Tuesday, July 12, 2011

Book Reports #2

Okay, I actually read this book a while back, and a friend of mine wrote it... but he has a new wrinkle and I thought I'd mention it. If you've ever clicked on But The Third One Was Great! blog over there --> you've read some of Joshua Grover-David Patterson's work. His blog looks at the never-ending sequels to horror movies and has a good time making fun of the bad ones. He's an award winning film maker and has written for film related magazines like FILM THREAT and others.




Well, he wrote a novel called MERCY - a Kindle & Nook original - that is kind of LOST meets DAWN OF THE DEAD. A plane from Ethiopia crashes on a remote island and the survivors thought just finding food and shelter (and rescue) was going to be the worst of their problems... until the zombies began attacking. The zombie plague has broken out - and those passengers who went down with the plane, seat belted in? Once the seat belts rot their bloated corpses rise to the surface and come looking for flesh to eat!

Now, here's the interesting thing about MERCY - it's really a story about a mother (named Georgina Fulci - this book is fun) who will do anything to be reunited with her young adopted daughter (Mercy) and husband (Rob). The plane crash and zombies are the obstacles. So it's a story with lots of heart. Though there are plenty of zombie attacks, Josh doesn't go overboard on the gore - and that may be a good thing or a bad thing, depending on what you like. I think by not overdoing the gross out stuff he makes the novel more human... and focuses on what makes us human. Those dead people attacking look like humans, but they aren't anymore, why?

The great thing about this book is that it never loses sight of the human side - Georgina's reason to live is to return home to her husband and daughter. Each of the characters is a real person with real problems, and the conflicts between the survivors form the real meat of the story. This, and specifically the character of Marshall (big guy, doesn't talk, deeply religious - reminded me of Tom Cullen) are the things that echoes Stephen King's THE STAND for me. On the island they must form a society and decide what's right and wrong and who lives and who dies - and some of the deaths are shocking.

One of the elements of the book is that Georgina becomes the surrogate mother for a child survivor, in a way adopting the kid the way she and her husband adopted their daughter. Motherhood, and that strength and power that comes from being a mother, are major elements in the story. That makes it more than just a zombie story - though it's a zombie story, too. A handful of people trapped on an island surrounded by zombies.
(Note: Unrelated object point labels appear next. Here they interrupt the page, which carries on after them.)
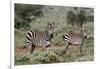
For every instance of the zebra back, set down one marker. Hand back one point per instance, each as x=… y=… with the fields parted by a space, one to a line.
x=40 y=38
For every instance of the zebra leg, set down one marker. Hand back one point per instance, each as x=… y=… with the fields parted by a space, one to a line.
x=32 y=48
x=81 y=46
x=67 y=47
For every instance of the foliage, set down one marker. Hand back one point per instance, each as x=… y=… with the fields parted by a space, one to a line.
x=25 y=13
x=79 y=17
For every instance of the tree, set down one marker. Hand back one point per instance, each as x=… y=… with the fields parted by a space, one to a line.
x=77 y=16
x=23 y=14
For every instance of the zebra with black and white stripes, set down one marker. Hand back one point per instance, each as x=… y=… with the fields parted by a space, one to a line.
x=74 y=39
x=40 y=39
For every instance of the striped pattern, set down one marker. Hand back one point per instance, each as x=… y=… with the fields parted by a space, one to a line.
x=74 y=39
x=40 y=39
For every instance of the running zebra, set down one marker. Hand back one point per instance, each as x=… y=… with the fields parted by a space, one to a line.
x=40 y=39
x=73 y=38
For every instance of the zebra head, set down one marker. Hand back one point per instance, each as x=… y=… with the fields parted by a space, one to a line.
x=50 y=30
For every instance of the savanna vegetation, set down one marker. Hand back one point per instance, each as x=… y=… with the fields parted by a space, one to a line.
x=66 y=19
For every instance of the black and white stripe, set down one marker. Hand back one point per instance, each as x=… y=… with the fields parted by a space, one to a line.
x=40 y=39
x=67 y=37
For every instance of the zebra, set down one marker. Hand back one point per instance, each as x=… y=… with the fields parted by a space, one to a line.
x=73 y=38
x=40 y=39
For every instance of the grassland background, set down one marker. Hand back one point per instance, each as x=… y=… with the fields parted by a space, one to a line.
x=55 y=55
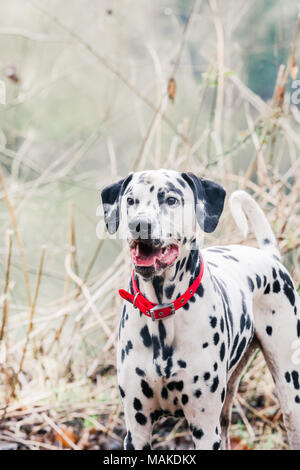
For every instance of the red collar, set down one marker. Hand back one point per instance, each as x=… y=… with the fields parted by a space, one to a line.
x=158 y=311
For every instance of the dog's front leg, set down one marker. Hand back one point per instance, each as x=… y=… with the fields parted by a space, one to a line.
x=203 y=417
x=139 y=428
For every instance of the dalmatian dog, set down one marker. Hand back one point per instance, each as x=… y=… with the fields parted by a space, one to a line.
x=192 y=317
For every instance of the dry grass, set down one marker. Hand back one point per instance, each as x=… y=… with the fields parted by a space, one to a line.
x=57 y=358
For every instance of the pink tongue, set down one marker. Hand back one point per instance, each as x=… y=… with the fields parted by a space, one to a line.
x=145 y=260
x=156 y=258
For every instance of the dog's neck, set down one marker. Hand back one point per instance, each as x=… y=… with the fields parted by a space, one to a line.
x=174 y=281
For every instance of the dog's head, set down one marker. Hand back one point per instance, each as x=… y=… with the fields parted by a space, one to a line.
x=161 y=210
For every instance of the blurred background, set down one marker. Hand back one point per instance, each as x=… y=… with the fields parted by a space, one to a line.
x=91 y=90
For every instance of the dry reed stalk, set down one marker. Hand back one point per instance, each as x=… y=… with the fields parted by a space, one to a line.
x=32 y=310
x=6 y=286
x=18 y=236
x=218 y=113
x=59 y=431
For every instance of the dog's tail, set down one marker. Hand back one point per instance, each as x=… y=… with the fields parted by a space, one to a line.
x=242 y=204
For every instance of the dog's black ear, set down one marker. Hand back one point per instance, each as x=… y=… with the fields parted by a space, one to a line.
x=209 y=200
x=111 y=197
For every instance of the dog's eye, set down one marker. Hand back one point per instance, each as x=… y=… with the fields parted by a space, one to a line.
x=171 y=201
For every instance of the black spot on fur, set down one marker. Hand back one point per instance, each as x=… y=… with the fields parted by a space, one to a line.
x=267 y=289
x=295 y=377
x=140 y=372
x=146 y=336
x=146 y=389
x=137 y=404
x=128 y=442
x=214 y=384
x=222 y=351
x=276 y=286
x=258 y=281
x=250 y=282
x=269 y=330
x=197 y=432
x=184 y=399
x=128 y=347
x=216 y=338
x=216 y=445
x=141 y=419
x=181 y=363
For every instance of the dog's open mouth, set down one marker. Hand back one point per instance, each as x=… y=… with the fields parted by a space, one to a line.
x=147 y=255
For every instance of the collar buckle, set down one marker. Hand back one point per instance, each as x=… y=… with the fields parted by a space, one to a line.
x=161 y=307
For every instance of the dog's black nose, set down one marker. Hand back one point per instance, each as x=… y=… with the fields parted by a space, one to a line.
x=140 y=228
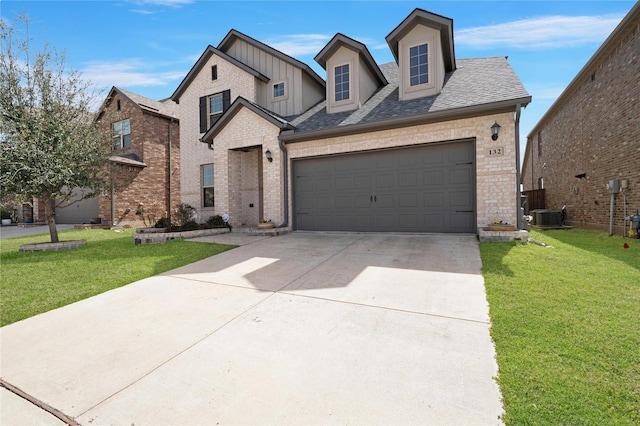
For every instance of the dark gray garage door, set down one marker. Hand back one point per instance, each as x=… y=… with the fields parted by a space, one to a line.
x=429 y=188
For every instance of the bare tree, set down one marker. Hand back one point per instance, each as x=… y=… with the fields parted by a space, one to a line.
x=50 y=143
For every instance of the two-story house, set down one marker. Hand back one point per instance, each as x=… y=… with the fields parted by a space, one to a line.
x=427 y=143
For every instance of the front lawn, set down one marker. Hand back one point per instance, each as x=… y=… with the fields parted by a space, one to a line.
x=32 y=283
x=566 y=325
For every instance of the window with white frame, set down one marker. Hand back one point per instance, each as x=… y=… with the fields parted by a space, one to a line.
x=121 y=134
x=208 y=198
x=341 y=82
x=278 y=90
x=216 y=105
x=418 y=65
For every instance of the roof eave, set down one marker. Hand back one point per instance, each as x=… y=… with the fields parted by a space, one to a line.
x=232 y=111
x=393 y=123
x=208 y=52
x=232 y=34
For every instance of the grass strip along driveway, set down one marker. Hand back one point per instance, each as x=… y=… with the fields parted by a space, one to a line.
x=33 y=283
x=566 y=325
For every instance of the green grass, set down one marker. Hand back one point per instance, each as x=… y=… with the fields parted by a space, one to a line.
x=566 y=325
x=32 y=283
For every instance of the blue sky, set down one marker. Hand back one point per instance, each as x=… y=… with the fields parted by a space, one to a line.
x=148 y=46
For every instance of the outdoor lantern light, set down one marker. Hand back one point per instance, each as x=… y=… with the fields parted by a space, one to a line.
x=494 y=131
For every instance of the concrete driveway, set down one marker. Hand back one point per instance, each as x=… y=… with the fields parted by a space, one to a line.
x=305 y=328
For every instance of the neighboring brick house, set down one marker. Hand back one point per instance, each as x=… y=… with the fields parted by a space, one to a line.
x=403 y=146
x=145 y=162
x=591 y=135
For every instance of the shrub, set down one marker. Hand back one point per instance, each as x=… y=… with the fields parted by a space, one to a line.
x=216 y=221
x=184 y=213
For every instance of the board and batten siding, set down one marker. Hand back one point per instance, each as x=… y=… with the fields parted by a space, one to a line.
x=296 y=90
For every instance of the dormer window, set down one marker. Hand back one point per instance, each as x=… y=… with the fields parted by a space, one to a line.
x=418 y=65
x=342 y=82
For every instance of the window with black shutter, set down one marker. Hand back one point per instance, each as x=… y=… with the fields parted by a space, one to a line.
x=212 y=107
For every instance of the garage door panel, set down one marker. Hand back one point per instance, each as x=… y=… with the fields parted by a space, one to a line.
x=461 y=221
x=433 y=178
x=362 y=182
x=363 y=222
x=384 y=201
x=408 y=222
x=434 y=222
x=430 y=188
x=323 y=184
x=344 y=202
x=408 y=200
x=344 y=183
x=460 y=176
x=409 y=179
x=434 y=200
x=386 y=180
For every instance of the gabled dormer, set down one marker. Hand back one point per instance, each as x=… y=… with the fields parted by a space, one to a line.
x=423 y=48
x=352 y=74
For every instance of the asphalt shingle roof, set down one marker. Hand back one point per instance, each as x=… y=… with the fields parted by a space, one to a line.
x=165 y=108
x=474 y=82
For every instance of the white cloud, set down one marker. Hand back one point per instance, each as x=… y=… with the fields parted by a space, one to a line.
x=545 y=91
x=127 y=74
x=300 y=44
x=541 y=33
x=170 y=3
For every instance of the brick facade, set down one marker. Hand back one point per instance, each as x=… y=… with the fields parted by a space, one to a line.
x=142 y=193
x=195 y=153
x=593 y=129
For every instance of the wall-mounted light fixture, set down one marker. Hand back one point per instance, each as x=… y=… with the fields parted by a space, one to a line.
x=495 y=129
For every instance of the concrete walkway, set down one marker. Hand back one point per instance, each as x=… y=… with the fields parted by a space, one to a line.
x=304 y=328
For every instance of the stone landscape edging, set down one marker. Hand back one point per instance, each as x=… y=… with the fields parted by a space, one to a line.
x=154 y=236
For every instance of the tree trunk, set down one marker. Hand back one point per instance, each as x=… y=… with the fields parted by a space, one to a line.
x=50 y=214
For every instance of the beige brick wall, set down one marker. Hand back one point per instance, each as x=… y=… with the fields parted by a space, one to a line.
x=595 y=130
x=496 y=174
x=143 y=189
x=195 y=153
x=239 y=175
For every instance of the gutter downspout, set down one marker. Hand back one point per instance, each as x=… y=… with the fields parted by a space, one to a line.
x=169 y=200
x=113 y=198
x=285 y=185
x=518 y=198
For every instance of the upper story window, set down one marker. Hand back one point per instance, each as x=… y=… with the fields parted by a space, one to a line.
x=215 y=104
x=211 y=108
x=418 y=65
x=278 y=90
x=208 y=194
x=342 y=82
x=121 y=134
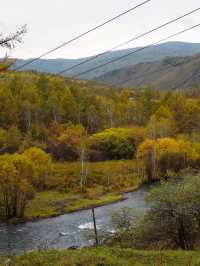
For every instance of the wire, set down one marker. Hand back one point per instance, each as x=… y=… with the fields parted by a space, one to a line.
x=83 y=34
x=134 y=52
x=127 y=42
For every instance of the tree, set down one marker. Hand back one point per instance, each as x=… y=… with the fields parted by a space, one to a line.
x=116 y=143
x=161 y=124
x=9 y=41
x=42 y=165
x=16 y=172
x=173 y=217
x=68 y=143
x=160 y=156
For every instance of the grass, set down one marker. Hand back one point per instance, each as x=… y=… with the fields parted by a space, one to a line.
x=53 y=203
x=106 y=257
x=105 y=183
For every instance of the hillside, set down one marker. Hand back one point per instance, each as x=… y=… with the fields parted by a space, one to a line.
x=158 y=52
x=106 y=256
x=170 y=73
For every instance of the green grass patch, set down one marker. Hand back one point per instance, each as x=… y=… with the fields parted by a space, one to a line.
x=107 y=257
x=53 y=203
x=104 y=185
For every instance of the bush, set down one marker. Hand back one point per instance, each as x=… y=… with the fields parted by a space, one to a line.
x=115 y=143
x=174 y=216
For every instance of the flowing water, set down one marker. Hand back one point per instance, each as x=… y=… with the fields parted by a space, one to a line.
x=66 y=230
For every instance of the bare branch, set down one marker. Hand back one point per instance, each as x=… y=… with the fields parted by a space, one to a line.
x=10 y=40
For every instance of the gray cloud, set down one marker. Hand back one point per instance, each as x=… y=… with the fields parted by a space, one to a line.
x=51 y=23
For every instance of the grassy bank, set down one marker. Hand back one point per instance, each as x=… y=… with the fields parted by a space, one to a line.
x=51 y=203
x=104 y=184
x=106 y=257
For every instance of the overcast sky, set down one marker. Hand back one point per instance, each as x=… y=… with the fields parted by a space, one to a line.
x=51 y=23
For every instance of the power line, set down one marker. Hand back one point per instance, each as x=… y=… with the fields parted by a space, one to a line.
x=134 y=52
x=147 y=74
x=83 y=34
x=127 y=42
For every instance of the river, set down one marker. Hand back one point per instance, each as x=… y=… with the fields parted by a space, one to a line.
x=66 y=230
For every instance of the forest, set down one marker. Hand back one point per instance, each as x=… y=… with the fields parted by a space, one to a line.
x=71 y=137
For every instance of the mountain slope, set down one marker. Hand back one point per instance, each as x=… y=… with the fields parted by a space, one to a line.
x=148 y=55
x=172 y=72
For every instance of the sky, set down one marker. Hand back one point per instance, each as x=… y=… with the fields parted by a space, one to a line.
x=50 y=23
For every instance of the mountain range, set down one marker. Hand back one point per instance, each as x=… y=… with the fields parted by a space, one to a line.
x=125 y=67
x=169 y=73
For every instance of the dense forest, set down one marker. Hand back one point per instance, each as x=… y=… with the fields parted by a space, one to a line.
x=62 y=135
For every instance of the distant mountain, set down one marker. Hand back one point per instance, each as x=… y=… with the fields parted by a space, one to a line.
x=169 y=73
x=152 y=54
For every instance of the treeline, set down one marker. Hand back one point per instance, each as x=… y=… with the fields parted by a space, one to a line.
x=47 y=111
x=45 y=118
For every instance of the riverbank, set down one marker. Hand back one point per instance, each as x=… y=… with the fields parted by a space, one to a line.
x=52 y=203
x=105 y=256
x=105 y=184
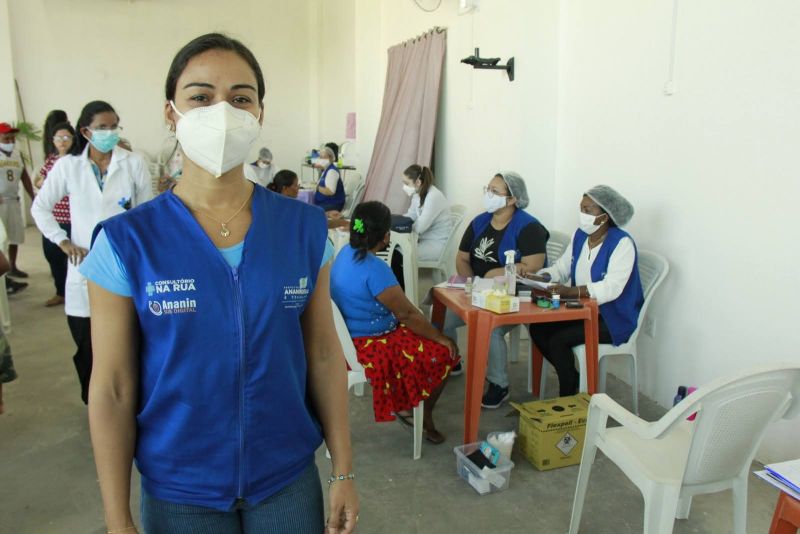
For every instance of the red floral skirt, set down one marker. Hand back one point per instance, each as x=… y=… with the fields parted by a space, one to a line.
x=403 y=369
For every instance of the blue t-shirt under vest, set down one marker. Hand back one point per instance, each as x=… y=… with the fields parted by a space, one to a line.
x=355 y=286
x=223 y=411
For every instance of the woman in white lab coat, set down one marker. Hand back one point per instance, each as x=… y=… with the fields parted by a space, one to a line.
x=430 y=212
x=103 y=180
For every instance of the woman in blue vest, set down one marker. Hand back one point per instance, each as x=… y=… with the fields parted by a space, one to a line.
x=602 y=264
x=330 y=191
x=217 y=365
x=504 y=226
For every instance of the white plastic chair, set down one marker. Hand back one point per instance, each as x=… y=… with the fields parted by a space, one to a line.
x=653 y=268
x=556 y=245
x=354 y=199
x=672 y=459
x=444 y=266
x=356 y=377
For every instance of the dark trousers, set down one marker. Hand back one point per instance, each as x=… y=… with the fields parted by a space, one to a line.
x=81 y=330
x=555 y=341
x=57 y=260
x=397 y=268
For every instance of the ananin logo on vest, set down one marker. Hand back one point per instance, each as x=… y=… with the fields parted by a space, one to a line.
x=170 y=307
x=296 y=296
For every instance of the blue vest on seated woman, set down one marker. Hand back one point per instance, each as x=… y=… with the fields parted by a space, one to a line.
x=621 y=314
x=519 y=220
x=223 y=409
x=336 y=202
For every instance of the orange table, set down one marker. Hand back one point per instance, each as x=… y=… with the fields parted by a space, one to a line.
x=786 y=519
x=480 y=324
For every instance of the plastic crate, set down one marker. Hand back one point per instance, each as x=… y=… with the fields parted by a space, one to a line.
x=497 y=481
But one of the interesting factors of this story is that Josh and his wife have an adopted daughter from Ethiopia in real life... so this is kind of "write what youy know" (except for the whole plane crash and zombie attack part). The early chapter of the book in Ethiopia has that authenic feel because Josh has been there... that's where his daughter comes from. In an online conversation with a bunch of friends, he told a fascinating story about a man from Ethiopia who went to college in the United States (San Francisco I believe) and returned to Ethiopia to get kids interested in reading. In Ethiopia there are no libraries where a kid can get a book... and really no books for children. This guy has changed that - travelling from village to village on a *donkey* loaded with books! His version of a mobile library. He has since built some actual libraries, and now has several donkey mobile libraries making the rounds. That's an amazing story!

Well, Josh's new wrinkle is that he's going to donate 10% of all of his book sales to this guy with his donkey-libraries in his daughter's home country. He has a blog entry about it here. And if you just want to donate without buying his zombie book, there's a link on his blog.

But the zombie book is a lot of fun... and only $2.99. And lots of great reviews on Amazon that *aren't* from me.

- Bill

4 comments:

Leif said...

Damn, the donation to a good cause always gets me!

Your friend might be interested in this service I came across the does impartial reviews of books. Helps to get the review count up and add some publicity I think, which is a bit more authentic then asking all your friends to do it!

http://www.bookrooster.com/for-authors/

Tom Chandler said...

My wife and I adopted our daughter from Ethiopia, and while we managed to (inexplicably) avoid the whole Zombie Plague thing (probably because we took the polar route), I bought it, and it's waiting on my Nook.

Tell your friend you sold at least a couple copies for him today...

ps -- I love the blog, it's real and interesting.

onlinehealthcareservices said...

It is nice story but i did not face this kind of problem.so, i don't know about the solution.
Thanks for entertaining us.
- Bladder cancer

Joshua Grover-David Patterson said...

Leif: I heard about that, but I feel odd paying for reviews. Sending a free book is one thing, but this? I just dunno.

Tom: Thanks so much! If you dig the book, do me a favor and tell a friend!